To a limited extent, this is already happening. In the UK, Genomics England has launched the Newborn Genomes Programme, which plans to undertake whole-genome sequencing of up to 200,000 newborn babies, with the aim of enabling the early identification of rare genetic diseases.
"I have not had my own genome sequenced and I would not have wanted my parents to have agreed to this," Curtis says. "I don’t see that sequencing children for the sake of some vague, ill-defined benefits could ever be justifiable.”
However, some scientists feel that it is tricky to justify sequencing the genomes of apparently healthy babies, given the data privacy issues involved. They point out that we still know too little about the links which can be drawn between genetic information at birth, and risk of chronic illness later in life.
“I think there are very difficult ethical issues involved in sequencing children if there are no clear and immediate clinical benefits,” says Curtis. “They cannot consent to this process. I have not had my own genome sequenced and I would not have wanted my parents to have agreed to this. I don’t see that sequencing children for the sake of some vague, ill-defined benefits could ever be justifiable.”

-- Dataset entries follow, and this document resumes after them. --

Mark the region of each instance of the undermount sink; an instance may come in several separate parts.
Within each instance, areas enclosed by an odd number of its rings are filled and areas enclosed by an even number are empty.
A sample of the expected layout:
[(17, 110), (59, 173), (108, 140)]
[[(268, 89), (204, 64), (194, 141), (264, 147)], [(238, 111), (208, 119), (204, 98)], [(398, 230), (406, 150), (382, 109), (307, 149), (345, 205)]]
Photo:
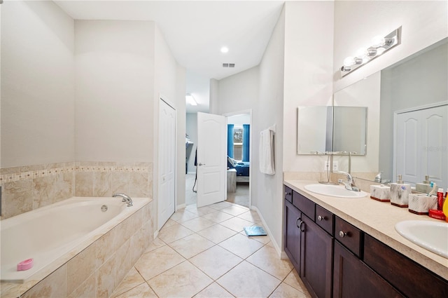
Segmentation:
[(308, 184), (305, 185), (307, 191), (325, 196), (338, 198), (363, 198), (368, 195), (365, 191), (354, 191), (346, 189), (343, 185), (330, 184)]
[(448, 223), (426, 220), (405, 220), (395, 229), (406, 239), (448, 259)]

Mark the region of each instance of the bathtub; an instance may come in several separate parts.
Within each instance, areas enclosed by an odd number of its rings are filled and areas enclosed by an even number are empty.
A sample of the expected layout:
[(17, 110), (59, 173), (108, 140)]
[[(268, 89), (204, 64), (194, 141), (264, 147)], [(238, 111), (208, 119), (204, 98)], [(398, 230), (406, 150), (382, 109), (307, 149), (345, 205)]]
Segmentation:
[[(74, 197), (1, 221), (1, 282), (24, 283), (56, 269), (61, 259), (66, 262), (150, 201), (133, 198), (127, 207), (121, 198)], [(30, 258), (31, 269), (17, 271)]]

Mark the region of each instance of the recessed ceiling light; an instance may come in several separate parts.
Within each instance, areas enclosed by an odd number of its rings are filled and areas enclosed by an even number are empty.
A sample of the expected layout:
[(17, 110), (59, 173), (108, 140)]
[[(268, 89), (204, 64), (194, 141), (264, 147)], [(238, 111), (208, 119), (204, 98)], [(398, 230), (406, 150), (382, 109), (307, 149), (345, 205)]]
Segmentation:
[(188, 104), (192, 105), (192, 106), (197, 106), (197, 102), (196, 102), (196, 100), (195, 99), (195, 97), (193, 97), (193, 95), (192, 95), (190, 93), (187, 93), (185, 96), (185, 99), (187, 102)]

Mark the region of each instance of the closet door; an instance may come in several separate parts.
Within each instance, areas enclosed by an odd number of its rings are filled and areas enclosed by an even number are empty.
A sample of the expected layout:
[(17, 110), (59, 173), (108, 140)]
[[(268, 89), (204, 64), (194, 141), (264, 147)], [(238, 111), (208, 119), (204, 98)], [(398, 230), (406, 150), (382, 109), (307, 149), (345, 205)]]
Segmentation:
[(227, 198), (225, 117), (197, 113), (197, 207)]
[(174, 213), (176, 202), (176, 110), (159, 103), (158, 229)]
[(448, 105), (398, 114), (396, 127), (396, 175), (412, 184), (428, 175), (447, 188)]

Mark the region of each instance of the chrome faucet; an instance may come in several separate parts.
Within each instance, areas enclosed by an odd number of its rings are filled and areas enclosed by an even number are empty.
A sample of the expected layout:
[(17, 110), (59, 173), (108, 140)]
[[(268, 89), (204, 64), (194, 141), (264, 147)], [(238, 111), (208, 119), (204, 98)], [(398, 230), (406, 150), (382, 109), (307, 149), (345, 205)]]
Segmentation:
[(348, 172), (342, 172), (341, 170), (335, 172), (338, 172), (340, 174), (344, 174), (344, 175), (347, 175), (347, 180), (342, 180), (342, 179), (340, 179), (337, 180), (337, 182), (340, 184), (344, 184), (344, 186), (345, 186), (345, 189), (348, 189), (349, 191), (360, 191), (360, 189), (359, 189), (359, 188), (356, 187), (355, 186), (355, 184), (354, 183), (354, 180), (353, 180), (353, 177), (351, 177), (351, 175), (350, 174), (349, 174)]
[(128, 195), (118, 192), (112, 196), (113, 198), (115, 198), (117, 196), (122, 197), (123, 199), (121, 201), (126, 202), (127, 203), (127, 207), (131, 207), (132, 205), (132, 199)]

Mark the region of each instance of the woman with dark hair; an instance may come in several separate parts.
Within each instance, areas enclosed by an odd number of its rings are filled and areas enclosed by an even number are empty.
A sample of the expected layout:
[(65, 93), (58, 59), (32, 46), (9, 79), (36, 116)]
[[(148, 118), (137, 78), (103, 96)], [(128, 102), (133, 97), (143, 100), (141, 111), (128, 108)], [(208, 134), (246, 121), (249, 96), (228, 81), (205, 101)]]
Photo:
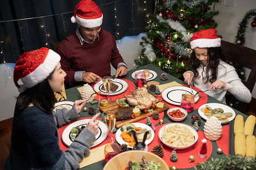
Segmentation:
[(236, 70), (227, 63), (216, 29), (210, 28), (194, 33), (191, 39), (193, 50), (188, 63), (189, 71), (183, 74), (185, 81), (225, 103), (227, 91), (238, 100), (249, 103), (251, 94), (243, 84)]
[[(98, 132), (94, 116), (69, 148), (59, 146), (56, 126), (79, 116), (86, 100), (75, 101), (72, 108), (52, 111), (54, 93), (63, 87), (66, 73), (60, 57), (46, 48), (27, 52), (16, 63), (14, 80), (19, 92), (13, 123), (10, 156), (5, 169), (77, 169), (90, 154), (90, 144)], [(19, 84), (20, 79), (23, 84)]]

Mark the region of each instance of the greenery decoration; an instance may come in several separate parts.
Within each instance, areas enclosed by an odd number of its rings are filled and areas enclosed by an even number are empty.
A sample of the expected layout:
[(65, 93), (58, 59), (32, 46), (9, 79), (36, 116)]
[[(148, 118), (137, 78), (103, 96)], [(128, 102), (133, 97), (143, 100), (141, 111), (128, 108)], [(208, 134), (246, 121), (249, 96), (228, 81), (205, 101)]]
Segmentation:
[(237, 170), (256, 169), (256, 161), (238, 156), (225, 155), (221, 158), (212, 158), (203, 163), (197, 163), (196, 170)]

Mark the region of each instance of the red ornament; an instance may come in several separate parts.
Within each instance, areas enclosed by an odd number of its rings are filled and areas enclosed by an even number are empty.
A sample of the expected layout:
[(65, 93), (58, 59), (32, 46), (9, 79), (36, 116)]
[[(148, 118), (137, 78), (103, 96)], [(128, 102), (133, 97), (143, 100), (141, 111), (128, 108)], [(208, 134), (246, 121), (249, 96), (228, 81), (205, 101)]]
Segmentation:
[(206, 157), (207, 154), (207, 146), (206, 145), (207, 139), (204, 139), (202, 140), (203, 144), (201, 147), (201, 150), (198, 153), (198, 156), (201, 158), (204, 158)]

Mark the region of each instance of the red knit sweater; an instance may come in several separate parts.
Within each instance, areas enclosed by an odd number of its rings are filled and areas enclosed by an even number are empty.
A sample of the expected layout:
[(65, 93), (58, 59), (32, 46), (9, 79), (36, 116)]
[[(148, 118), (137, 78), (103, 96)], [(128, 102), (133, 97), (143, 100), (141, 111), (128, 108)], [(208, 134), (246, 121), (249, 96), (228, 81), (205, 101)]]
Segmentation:
[(73, 87), (84, 82), (76, 82), (75, 73), (78, 71), (93, 72), (103, 78), (110, 76), (110, 63), (115, 69), (120, 62), (125, 62), (117, 48), (114, 36), (101, 28), (99, 39), (92, 44), (81, 45), (76, 33), (67, 37), (58, 46), (57, 53), (61, 57), (61, 68), (67, 73), (65, 83)]

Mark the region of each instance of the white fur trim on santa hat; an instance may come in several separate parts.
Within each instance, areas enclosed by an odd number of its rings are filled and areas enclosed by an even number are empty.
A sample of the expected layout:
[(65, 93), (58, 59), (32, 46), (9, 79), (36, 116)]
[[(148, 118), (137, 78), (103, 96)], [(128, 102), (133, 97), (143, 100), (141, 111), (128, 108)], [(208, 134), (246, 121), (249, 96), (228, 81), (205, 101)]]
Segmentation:
[(71, 20), (72, 23), (76, 22), (77, 24), (84, 27), (94, 28), (101, 26), (103, 22), (103, 14), (102, 14), (100, 18), (92, 19), (81, 18), (76, 15), (76, 18), (73, 16)]
[(51, 49), (49, 49), (44, 62), (40, 65), (30, 74), (20, 78), (23, 84), (20, 85), (18, 90), (24, 92), (27, 88), (31, 88), (45, 80), (52, 73), (60, 61), (60, 56)]
[(191, 48), (218, 47), (221, 46), (221, 40), (220, 38), (215, 39), (200, 39), (193, 40), (190, 42)]

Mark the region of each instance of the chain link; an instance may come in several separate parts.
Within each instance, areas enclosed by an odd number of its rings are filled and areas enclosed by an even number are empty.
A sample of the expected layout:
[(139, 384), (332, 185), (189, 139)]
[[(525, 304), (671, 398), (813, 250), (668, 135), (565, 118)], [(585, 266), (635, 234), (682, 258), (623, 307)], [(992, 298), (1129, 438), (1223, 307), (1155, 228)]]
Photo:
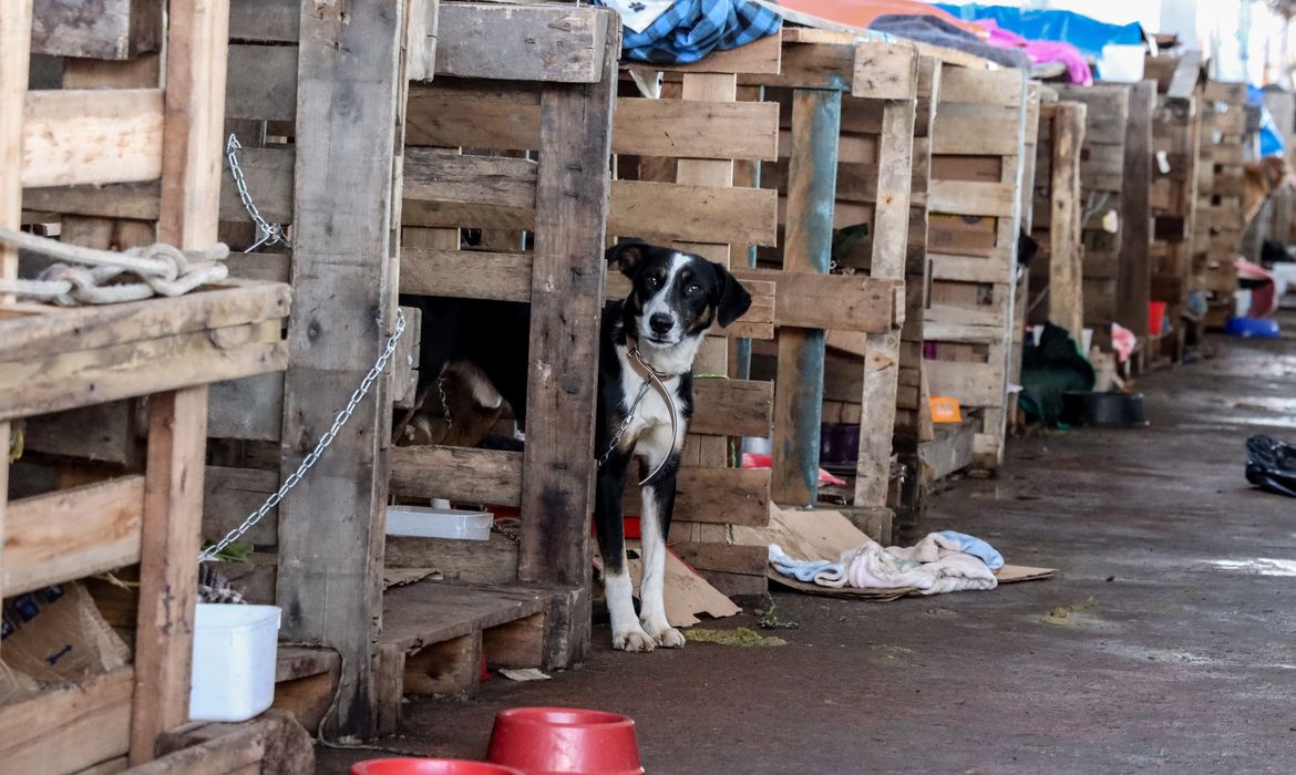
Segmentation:
[(235, 187), (238, 189), (238, 198), (242, 200), (244, 209), (248, 210), (248, 215), (260, 231), (260, 238), (257, 240), (251, 248), (244, 250), (244, 253), (251, 253), (258, 248), (272, 248), (275, 245), (292, 248), (293, 244), (288, 240), (288, 235), (284, 233), (284, 227), (277, 223), (270, 223), (262, 218), (260, 210), (257, 209), (257, 202), (251, 201), (251, 194), (248, 193), (248, 180), (244, 178), (242, 167), (238, 166), (238, 150), (241, 149), (242, 144), (238, 143), (238, 136), (229, 135), (229, 140), (226, 141), (226, 158), (229, 159), (229, 174), (235, 178)]
[(333, 426), (328, 429), (328, 433), (320, 437), (320, 441), (315, 445), (315, 448), (311, 450), (311, 454), (307, 455), (305, 460), (302, 460), (301, 465), (297, 467), (297, 470), (294, 470), (292, 476), (284, 480), (284, 485), (279, 489), (279, 491), (273, 492), (270, 498), (267, 498), (266, 503), (260, 504), (260, 508), (248, 515), (248, 518), (244, 520), (241, 525), (231, 530), (224, 538), (220, 539), (220, 542), (218, 542), (211, 547), (207, 547), (201, 555), (198, 555), (198, 562), (207, 562), (210, 560), (215, 560), (216, 555), (223, 552), (226, 547), (242, 538), (244, 534), (251, 530), (257, 525), (257, 522), (260, 522), (266, 517), (266, 515), (270, 513), (270, 509), (279, 505), (279, 502), (283, 500), (285, 495), (288, 495), (288, 491), (295, 487), (298, 482), (302, 481), (302, 478), (306, 476), (306, 472), (308, 472), (311, 468), (314, 468), (316, 463), (319, 463), (319, 459), (324, 454), (324, 450), (327, 450), (328, 446), (333, 443), (333, 439), (337, 438), (338, 432), (342, 430), (342, 426), (346, 425), (347, 421), (351, 419), (351, 415), (355, 413), (356, 407), (359, 407), (360, 402), (364, 400), (364, 397), (368, 395), (369, 389), (373, 386), (373, 382), (377, 381), (380, 376), (382, 376), (384, 371), (386, 371), (388, 362), (391, 360), (391, 355), (397, 351), (397, 342), (400, 341), (400, 334), (404, 333), (404, 329), (406, 329), (404, 314), (399, 308), (397, 308), (397, 328), (394, 332), (391, 332), (391, 338), (388, 340), (388, 346), (382, 349), (382, 353), (378, 355), (378, 359), (373, 363), (373, 368), (371, 368), (369, 373), (364, 376), (364, 380), (360, 382), (360, 386), (356, 388), (354, 393), (351, 393), (351, 399), (347, 400), (346, 408), (338, 412), (337, 417), (333, 419)]

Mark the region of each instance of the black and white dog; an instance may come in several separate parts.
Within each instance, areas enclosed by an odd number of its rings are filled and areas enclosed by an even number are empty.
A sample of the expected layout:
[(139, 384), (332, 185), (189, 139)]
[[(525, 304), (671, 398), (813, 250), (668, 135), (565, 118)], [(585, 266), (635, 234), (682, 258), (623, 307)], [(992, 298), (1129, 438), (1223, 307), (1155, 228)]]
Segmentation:
[[(752, 297), (721, 264), (689, 253), (623, 240), (605, 254), (632, 290), (603, 312), (595, 428), (595, 525), (612, 645), (623, 651), (678, 648), (683, 636), (666, 622), (666, 537), (675, 505), (679, 452), (692, 415), (692, 365), (706, 330), (737, 320)], [(402, 298), (424, 310), (419, 393), (448, 364), (472, 372), (481, 400), (503, 398), (525, 424), (527, 312), (525, 305), (445, 298)], [(489, 384), (486, 384), (489, 382)], [(434, 400), (434, 399), (433, 399)], [(635, 616), (626, 572), (622, 494), (630, 463), (643, 470), (643, 579)]]

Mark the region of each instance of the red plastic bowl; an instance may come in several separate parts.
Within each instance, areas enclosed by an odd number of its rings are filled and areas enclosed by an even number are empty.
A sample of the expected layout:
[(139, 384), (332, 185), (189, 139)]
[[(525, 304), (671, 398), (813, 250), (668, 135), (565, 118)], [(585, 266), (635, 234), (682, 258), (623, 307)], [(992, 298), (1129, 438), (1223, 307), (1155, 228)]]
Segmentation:
[(635, 722), (574, 708), (513, 708), (495, 714), (486, 758), (526, 775), (642, 775)]
[(351, 775), (524, 775), (490, 762), (461, 759), (369, 759), (351, 765)]

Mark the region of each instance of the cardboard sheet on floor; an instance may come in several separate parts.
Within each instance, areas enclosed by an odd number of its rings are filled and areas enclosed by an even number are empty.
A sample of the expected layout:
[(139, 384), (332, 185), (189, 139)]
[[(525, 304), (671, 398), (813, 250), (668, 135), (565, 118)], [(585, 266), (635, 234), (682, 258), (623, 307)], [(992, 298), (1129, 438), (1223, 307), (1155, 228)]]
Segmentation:
[[(734, 537), (740, 544), (769, 546), (776, 543), (788, 555), (802, 559), (831, 559), (840, 557), (842, 552), (855, 548), (868, 539), (867, 535), (855, 527), (841, 512), (833, 511), (800, 511), (780, 509), (770, 504), (770, 525), (766, 527), (734, 527)], [(1028, 568), (1023, 565), (1004, 565), (995, 574), (1001, 584), (1037, 581), (1048, 578), (1058, 572), (1051, 568)], [(910, 595), (921, 595), (914, 587), (899, 587), (890, 590), (857, 588), (857, 587), (822, 587), (815, 583), (800, 582), (792, 577), (783, 575), (772, 566), (766, 569), (766, 577), (772, 581), (807, 595), (823, 595), (827, 597), (857, 597), (874, 603), (889, 603)]]
[[(627, 565), (630, 578), (635, 583), (635, 597), (638, 597), (639, 579), (643, 577), (642, 549), (636, 540), (627, 540), (626, 548), (635, 555)], [(666, 552), (665, 587), (666, 621), (670, 622), (671, 627), (691, 627), (702, 621), (699, 614), (719, 619), (743, 613), (741, 608), (686, 565), (675, 556), (675, 552)]]

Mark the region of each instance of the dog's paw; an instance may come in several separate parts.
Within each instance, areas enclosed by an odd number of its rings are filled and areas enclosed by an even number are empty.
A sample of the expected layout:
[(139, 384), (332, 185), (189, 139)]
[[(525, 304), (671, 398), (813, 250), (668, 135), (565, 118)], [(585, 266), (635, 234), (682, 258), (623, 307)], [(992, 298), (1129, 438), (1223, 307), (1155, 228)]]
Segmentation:
[(612, 634), (612, 648), (617, 651), (649, 652), (657, 648), (657, 643), (643, 627)]
[(662, 648), (684, 648), (684, 636), (679, 630), (666, 622), (644, 622), (644, 632), (652, 636), (653, 643)]

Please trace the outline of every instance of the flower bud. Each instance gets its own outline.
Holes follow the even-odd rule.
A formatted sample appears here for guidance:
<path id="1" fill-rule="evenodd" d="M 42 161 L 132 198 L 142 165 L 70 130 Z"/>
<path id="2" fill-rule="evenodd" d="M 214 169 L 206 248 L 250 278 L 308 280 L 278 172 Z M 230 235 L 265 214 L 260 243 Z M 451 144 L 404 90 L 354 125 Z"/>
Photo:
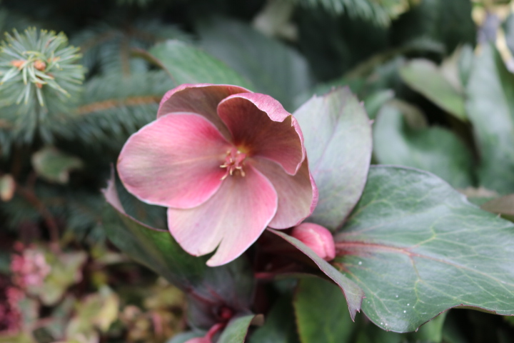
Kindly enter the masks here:
<path id="1" fill-rule="evenodd" d="M 332 234 L 321 225 L 302 223 L 293 229 L 291 236 L 326 261 L 331 261 L 336 257 L 336 247 Z"/>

Curtis points out that there are many inherent risks about this data being available. It may fall into the hands of insurance companies, and it could even be used by governments for surveillance purposes.
“Genetic sequence data is very useful indeed for forensic purposes. Its full potential has yet to be realized but identifying rare variants could provide a quick and easy way to find relatives of a perpetrator,” he says. “If large numbers of people had been sequenced in a healthcare system then it could be difficult for a future government to resist the temptation to use this as a resource to investigate serious crimes.”
While sequencing becoming more widely available will present difficult ethical and moral challenges, it will offer many benefits for society as a whole. Cheaper sequencing will help boost the diversity of genomic datasets which have traditionally been skewed towards individuals of white, European descent, meaning that much of the actionable medical information which has come out of these studies is not relevant to people of other ethnicities.
Ward predicts that in the coming years, the growing amount of genetic information will ultimately change the outcomes for many with rare, previously incurable illnesses.
“If you're the parent of a child that has a susceptible or a suspected rare genetic disease, their genome will get sequenced, and while sadly that doesn’t always lead to treatments, it’s building up a knowledge base so companies can spring up and target that niche of a disease,” he says. “As a result there’s a whole tidal wave of new therapies that are going to come to market over the next five years, as the genetic tools we have, mature and evolve.”